Today someone asked us to add some documentation explaining how to deal with addition of elements to very large collections. I’m not sure if this is a topic I really want to talk about in the documentation, but it’s definitely worth a blog.
The problem
The context is the following: suppose I have an entity Book with thousands of Pages.

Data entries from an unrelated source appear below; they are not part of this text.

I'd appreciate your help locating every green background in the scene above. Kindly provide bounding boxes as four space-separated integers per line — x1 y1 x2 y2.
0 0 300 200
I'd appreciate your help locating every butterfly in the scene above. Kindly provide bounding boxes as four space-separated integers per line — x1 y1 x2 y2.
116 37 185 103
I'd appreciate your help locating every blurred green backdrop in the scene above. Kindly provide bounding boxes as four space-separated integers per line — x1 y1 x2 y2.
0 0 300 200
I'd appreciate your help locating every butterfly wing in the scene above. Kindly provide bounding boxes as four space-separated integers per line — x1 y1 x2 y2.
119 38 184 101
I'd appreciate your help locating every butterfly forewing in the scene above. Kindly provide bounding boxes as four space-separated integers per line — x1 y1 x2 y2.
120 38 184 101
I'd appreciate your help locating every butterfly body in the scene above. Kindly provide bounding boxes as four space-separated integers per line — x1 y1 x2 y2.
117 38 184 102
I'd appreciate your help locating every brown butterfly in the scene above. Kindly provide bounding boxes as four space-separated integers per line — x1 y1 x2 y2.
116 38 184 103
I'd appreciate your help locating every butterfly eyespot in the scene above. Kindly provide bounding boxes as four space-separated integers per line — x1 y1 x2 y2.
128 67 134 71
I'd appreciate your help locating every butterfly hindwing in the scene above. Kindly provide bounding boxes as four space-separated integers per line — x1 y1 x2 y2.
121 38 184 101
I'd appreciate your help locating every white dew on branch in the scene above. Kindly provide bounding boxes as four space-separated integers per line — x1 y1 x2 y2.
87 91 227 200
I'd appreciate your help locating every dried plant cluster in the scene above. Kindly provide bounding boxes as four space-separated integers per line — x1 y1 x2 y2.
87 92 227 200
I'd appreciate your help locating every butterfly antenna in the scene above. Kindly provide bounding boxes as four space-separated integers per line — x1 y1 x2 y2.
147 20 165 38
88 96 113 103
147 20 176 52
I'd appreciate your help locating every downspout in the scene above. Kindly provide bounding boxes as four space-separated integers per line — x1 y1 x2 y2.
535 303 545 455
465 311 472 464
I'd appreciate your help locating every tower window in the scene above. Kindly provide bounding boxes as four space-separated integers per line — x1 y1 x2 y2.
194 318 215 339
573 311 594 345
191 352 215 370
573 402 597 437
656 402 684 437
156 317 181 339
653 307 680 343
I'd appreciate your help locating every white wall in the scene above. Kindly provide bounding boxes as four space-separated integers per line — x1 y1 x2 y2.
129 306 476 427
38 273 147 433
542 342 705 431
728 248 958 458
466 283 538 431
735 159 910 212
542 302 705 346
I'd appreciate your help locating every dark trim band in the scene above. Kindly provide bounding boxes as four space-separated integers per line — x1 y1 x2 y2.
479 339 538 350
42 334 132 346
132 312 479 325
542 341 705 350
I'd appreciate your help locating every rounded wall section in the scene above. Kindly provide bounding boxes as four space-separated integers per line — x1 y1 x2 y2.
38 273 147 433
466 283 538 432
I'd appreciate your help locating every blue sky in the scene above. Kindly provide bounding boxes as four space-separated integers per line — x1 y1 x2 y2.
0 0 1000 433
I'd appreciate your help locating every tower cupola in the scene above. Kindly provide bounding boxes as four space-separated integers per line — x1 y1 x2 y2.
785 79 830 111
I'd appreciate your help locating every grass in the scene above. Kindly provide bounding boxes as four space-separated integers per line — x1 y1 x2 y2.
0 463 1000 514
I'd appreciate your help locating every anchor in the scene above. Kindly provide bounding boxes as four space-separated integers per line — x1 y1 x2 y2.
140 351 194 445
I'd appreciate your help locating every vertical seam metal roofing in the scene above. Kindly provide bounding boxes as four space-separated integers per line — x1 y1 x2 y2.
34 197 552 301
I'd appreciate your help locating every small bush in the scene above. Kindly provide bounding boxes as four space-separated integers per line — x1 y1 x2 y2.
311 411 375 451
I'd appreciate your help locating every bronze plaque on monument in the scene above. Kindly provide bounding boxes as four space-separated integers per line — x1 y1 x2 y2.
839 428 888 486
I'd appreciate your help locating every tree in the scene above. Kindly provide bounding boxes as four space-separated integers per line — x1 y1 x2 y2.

We might choose to make Page an @Embeddable record, and map this with @ElementCollection.
@Entity
class Book {
@Id String isbn;
@ElementCollection
@OrderColumn(name="number")
List<Page> pages;
...
}
@Embeddable
record Page(String text){}
That looks nice and clean.
Now, imagine that we add a new Page to our book:
emf.runInTransaction(em -> {
var book = em.find(Book.class, isbn);
book.getPages().add(new Page(text));
});
This code fragment results the execution of three SQL statements:
-
the
Bookis retrieved at the first line, -
the collection is fetched at the call to
add()on the second line, and -
an
insertoccurs when the transaction commits.
That’s very inefficient.
Attempted solution
We can improve this in the usual way, by requesting that the collection be fetched upfront:
emf.runInTransaction(em -> {
var bookWithPages = em.createEntityGraph(Book.class);
bookWithPages.addAttributeNode(Book_.pages)
var book = em.find(bookWithPages, isbn);
book.getPages().add(new Page(text));
});
Now we have only two SQL statements being executed.
On the other hand, the first statement — the select — now has to join the Page table.
But a Book can have thousands of pages, so retrieving them all is still costly.
What we would really like to do is avoid initializing the collection of Pages at all.
So using EntityGraph wasn’t really a proper fix.
A proper solution
Instead, we’re going to make the following changes to our model:
-
make
Pagean@Entityinstead of an@Embeddable, -
map
pagesas an unowned@OneToManyinstead of an owned@ElementCollection.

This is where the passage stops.